Polyrhachis sokolova

Scientific classification
- Kingdom: Animalia
- Phylum: Arthropoda
- Clade: Pancrustacea
- Class: Insecta
- Order: Hymenoptera
- Family: Formicidae
- Subfamily: Formicinae
- Genus: Polyrhachis
- Subgenus: Chariomyrma
- Species: P. sokolova
- Binomial name: Polyrhachis sokolova Forel 1902

= Polyrhachis sokolova =

- Authority: Forel 1902

Species of ant

 Polyrhachis sokolova is a species of ant from Australia and New Guinea that recently was discovered to be capable of surviving tidal inundations.

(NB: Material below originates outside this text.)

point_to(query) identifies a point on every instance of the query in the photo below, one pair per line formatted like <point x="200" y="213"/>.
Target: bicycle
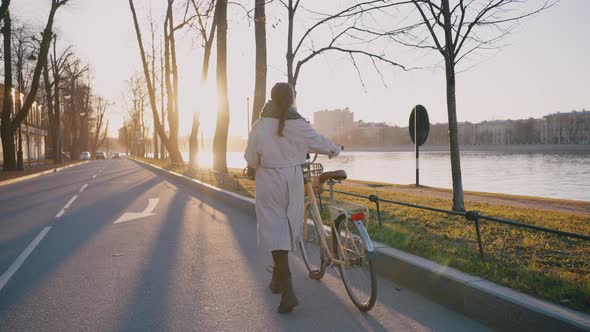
<point x="350" y="247"/>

Researchers at the James Cook University gained attention in 2006 after finding and reporting this behavior. Polyrhachis sokolova nests in mud in mangrove swamps, regularly inundated by rising tides. They survive these inundations in pockets of air that are trapped within the nest. This lifestyle calls for regular moving of their eggs, larvae and cocoons to stay ahead of water trickling into the nest passages. A large amount of effort is expended on repairing water damage after each high tide. The ants are able to move across large stretches of water by either running on the surface tension skin or swimming with their legs below the surface. While swimming it has been documented that these ants are eaten by fish, mud skippers, and crabs.